According to sealed diameter D11 1, D11 2, D11 3, D11 4between relation, the first surface 1146 of the first annular seal 1140 also can limit the 3rd radial surface region and the 4th radial surface region (A11 3, A11 4).3rd radial surface region (A11 3) the first sealed diameter and the 3rd sealed diameter (D11 can be defined in by the first surface 1146 of the first annular seal 1140 1, D11 3) between and can be exposed to sealing discharge path 1101 in head pressure (P d).4th radial surface region (A11 4) the second sealed diameter and the 4th sealed diameter (D11 can be defined to 2, D11 4) between and suction pressure (P can be exposed to s).First radial surface region, the 3rd radial surface region and the 4th radial surface region (A11 1, A11 3, A11 4) summation substantially can equal the second radial surface region (A11 2) axle 1228 that deducts valve assembly 1210 contacts the region of second surface 1148.Radial surface region (the A11 of the rear side of valve plate 1226 is in recess 1185 5) suction pressure (P can be exposed to s), and be in the radial surface region (A11 of the front side of valve plate 1226 6) intermediate pressure from first passage 1179 can be exposed to, and in recess 1186, be in the radial surface region (A11 of the rear side of valve plate 1226 7) suction pressure (P can be exposed to s), and be in the radial surface region (A11 of the front side of valve plate 1226 8) intermediate pressure from second channel 1181 can be exposed to.

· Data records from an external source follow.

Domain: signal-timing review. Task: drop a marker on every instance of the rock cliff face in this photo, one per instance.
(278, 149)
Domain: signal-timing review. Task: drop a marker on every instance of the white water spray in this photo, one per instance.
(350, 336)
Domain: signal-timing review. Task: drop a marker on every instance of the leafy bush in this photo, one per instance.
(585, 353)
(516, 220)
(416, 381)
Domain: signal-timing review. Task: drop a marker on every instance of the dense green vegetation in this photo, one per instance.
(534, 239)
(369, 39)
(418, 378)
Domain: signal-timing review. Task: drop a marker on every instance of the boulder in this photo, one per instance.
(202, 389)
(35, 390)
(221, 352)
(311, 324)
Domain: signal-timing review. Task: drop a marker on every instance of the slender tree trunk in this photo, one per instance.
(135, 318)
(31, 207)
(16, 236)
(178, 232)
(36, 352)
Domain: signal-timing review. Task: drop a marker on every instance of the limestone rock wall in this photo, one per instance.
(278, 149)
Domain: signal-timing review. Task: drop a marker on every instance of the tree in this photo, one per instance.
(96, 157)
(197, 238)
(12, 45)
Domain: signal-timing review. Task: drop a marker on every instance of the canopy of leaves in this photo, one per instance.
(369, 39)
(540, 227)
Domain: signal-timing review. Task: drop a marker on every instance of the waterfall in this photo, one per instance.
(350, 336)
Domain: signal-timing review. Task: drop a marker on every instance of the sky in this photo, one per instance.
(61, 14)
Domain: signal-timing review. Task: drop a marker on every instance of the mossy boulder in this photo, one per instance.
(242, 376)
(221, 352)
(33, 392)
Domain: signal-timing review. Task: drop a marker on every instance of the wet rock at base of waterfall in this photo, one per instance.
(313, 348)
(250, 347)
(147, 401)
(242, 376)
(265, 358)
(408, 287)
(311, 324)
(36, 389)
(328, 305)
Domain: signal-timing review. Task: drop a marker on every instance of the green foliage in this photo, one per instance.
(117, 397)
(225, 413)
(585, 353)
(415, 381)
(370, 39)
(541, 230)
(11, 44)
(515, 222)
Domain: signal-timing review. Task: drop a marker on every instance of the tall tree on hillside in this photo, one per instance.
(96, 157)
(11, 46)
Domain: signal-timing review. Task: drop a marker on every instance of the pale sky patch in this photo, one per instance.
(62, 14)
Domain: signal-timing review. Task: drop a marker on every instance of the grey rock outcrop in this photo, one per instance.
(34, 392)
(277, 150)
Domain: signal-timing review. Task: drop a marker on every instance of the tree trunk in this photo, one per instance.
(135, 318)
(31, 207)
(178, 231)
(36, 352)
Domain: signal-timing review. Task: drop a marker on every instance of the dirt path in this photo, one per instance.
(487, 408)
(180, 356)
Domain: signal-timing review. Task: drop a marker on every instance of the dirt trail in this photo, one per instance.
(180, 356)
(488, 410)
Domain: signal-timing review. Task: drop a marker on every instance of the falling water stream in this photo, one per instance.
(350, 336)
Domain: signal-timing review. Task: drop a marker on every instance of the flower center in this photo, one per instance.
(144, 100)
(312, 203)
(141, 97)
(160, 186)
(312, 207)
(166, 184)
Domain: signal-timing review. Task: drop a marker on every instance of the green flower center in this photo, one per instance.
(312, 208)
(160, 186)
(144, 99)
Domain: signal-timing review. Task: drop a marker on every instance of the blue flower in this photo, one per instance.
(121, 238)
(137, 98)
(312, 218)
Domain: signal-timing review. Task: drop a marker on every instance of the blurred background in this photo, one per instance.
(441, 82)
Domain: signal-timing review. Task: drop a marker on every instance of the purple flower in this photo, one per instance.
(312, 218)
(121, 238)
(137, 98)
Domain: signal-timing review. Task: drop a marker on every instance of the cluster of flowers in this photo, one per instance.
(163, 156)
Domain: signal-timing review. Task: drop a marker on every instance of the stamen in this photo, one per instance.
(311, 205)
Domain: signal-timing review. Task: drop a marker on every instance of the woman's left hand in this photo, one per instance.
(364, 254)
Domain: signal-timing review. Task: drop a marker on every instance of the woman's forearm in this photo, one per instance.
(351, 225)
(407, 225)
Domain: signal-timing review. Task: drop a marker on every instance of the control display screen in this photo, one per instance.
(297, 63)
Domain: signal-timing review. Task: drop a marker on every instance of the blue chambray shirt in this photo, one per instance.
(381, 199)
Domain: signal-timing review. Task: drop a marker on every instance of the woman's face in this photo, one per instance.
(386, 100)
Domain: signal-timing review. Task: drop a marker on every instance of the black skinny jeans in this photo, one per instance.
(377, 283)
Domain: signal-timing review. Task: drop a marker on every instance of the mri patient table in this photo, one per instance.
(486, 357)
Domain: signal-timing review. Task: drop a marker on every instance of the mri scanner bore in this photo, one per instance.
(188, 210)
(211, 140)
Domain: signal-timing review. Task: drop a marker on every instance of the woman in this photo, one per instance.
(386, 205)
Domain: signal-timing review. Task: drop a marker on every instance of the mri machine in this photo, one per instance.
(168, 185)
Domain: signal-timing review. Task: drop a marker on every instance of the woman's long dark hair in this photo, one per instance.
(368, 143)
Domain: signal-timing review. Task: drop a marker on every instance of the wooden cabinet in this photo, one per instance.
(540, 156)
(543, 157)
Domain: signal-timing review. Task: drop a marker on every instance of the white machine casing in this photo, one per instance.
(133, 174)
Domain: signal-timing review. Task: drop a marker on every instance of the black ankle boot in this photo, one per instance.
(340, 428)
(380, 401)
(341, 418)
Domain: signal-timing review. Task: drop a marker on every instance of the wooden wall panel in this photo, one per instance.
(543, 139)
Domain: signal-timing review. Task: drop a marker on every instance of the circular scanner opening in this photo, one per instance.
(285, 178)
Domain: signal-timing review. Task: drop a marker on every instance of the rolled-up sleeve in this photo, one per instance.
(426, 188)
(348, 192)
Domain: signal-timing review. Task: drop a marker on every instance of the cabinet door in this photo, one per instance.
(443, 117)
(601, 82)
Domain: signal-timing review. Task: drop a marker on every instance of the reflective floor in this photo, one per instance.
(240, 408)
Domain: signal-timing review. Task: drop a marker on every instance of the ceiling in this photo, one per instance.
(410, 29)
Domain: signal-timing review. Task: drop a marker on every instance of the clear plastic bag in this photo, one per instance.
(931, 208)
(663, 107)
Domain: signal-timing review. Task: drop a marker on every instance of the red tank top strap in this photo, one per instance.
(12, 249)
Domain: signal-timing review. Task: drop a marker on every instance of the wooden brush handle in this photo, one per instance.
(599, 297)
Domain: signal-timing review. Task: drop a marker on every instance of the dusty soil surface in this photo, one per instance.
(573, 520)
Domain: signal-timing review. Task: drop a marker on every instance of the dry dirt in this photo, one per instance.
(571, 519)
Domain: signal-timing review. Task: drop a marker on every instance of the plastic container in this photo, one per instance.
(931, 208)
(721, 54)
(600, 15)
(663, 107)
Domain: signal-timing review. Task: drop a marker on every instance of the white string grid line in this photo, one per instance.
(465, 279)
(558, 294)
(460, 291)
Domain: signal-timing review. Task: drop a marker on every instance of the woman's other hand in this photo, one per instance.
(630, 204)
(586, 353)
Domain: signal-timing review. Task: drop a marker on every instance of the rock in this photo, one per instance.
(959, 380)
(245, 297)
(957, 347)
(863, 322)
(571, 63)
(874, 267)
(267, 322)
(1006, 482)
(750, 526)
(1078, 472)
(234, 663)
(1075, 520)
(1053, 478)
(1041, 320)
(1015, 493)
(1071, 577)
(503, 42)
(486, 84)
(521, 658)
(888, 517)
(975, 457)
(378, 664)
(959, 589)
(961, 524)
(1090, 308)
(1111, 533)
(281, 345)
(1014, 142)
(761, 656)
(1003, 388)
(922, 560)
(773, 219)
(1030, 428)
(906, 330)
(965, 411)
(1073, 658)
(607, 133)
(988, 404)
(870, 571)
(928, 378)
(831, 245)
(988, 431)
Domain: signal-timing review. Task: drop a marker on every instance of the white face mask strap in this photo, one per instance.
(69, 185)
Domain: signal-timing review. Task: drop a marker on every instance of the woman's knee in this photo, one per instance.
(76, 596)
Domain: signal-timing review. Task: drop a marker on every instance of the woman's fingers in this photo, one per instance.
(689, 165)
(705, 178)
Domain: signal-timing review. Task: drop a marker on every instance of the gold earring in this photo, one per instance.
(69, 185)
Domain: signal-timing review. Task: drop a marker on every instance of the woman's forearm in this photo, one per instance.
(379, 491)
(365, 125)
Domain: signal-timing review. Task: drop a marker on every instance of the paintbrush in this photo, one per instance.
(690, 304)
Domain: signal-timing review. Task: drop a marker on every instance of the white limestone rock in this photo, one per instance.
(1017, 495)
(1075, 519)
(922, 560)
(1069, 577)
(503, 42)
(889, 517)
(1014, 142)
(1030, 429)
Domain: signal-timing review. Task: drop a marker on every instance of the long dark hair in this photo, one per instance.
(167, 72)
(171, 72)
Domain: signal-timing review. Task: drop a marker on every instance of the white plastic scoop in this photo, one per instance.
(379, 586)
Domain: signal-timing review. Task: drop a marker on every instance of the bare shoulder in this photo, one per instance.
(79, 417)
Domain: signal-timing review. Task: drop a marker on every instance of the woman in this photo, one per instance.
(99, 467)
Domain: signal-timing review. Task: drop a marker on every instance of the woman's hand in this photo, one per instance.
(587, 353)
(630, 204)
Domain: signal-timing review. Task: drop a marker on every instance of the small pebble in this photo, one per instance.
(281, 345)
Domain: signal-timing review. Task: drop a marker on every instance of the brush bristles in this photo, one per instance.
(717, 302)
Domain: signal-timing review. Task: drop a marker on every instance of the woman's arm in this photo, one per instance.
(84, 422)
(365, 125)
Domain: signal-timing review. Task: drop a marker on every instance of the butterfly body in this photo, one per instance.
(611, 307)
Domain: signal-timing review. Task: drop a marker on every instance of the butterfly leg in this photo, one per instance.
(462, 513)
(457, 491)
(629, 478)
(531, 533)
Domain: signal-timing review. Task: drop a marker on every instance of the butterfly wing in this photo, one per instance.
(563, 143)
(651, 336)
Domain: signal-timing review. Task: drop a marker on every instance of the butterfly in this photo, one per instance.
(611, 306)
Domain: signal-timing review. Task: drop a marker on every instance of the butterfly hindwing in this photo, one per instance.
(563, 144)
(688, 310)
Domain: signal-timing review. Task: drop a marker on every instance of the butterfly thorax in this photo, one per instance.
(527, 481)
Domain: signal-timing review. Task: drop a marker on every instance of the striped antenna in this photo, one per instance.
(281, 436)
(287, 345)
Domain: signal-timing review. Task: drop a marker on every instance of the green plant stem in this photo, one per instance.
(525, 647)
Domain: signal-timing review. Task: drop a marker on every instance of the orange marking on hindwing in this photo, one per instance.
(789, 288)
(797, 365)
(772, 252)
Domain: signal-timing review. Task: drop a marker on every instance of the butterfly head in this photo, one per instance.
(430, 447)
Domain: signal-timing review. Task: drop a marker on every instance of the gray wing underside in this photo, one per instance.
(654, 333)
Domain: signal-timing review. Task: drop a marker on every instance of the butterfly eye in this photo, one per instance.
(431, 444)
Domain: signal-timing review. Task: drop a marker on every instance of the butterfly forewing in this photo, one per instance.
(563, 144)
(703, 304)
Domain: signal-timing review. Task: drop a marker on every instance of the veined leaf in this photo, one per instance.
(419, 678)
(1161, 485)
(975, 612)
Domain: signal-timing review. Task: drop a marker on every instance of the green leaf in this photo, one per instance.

1 and second surface 1148 on the radial surface region being exposed to intermediate pressure, head pressure and suction pressure between difference and be applied to the power (F that the suction pressure of valve plate 1226 and intermediate pressure and biasing member 1215 provide b) the first annular seal 1140 can be provided during compressor operation relative to end cap 1124, the displacement determining scroll 1170 and the second annular seal 1142, and therefore provide valve member 1214 relative to end cap 1124, the displacement determining scroll 1170 and the second annular seal 1142.More specifically, first annular seal 1140 and valve member 1214 can be shifted between primary importance (shown in Figure 13) and the second place (shown in Figure 14), in described first position, first annular seal 1140 contact is determined scroll 1170 and applies axial force against determining scroll 1170, urge determine scroll 1170 and open valve assembly 1210 towards orbiter 1168, in described second position, the first annular seal 1140 leaves determines scroll 1170 and towards the axially displaced and shut-off valve assembly 1210 of end cap 1124.As mentioned above, valve member 1214 can be shifted between the first location and the second location with the first sealing component 1140.

As follows, F11 1,1represent the power being applied to the first surface 1146 of the first annular seal 1140, F11 1,2represent the power being applied to the second surface 1148 of the first annular seal 1140.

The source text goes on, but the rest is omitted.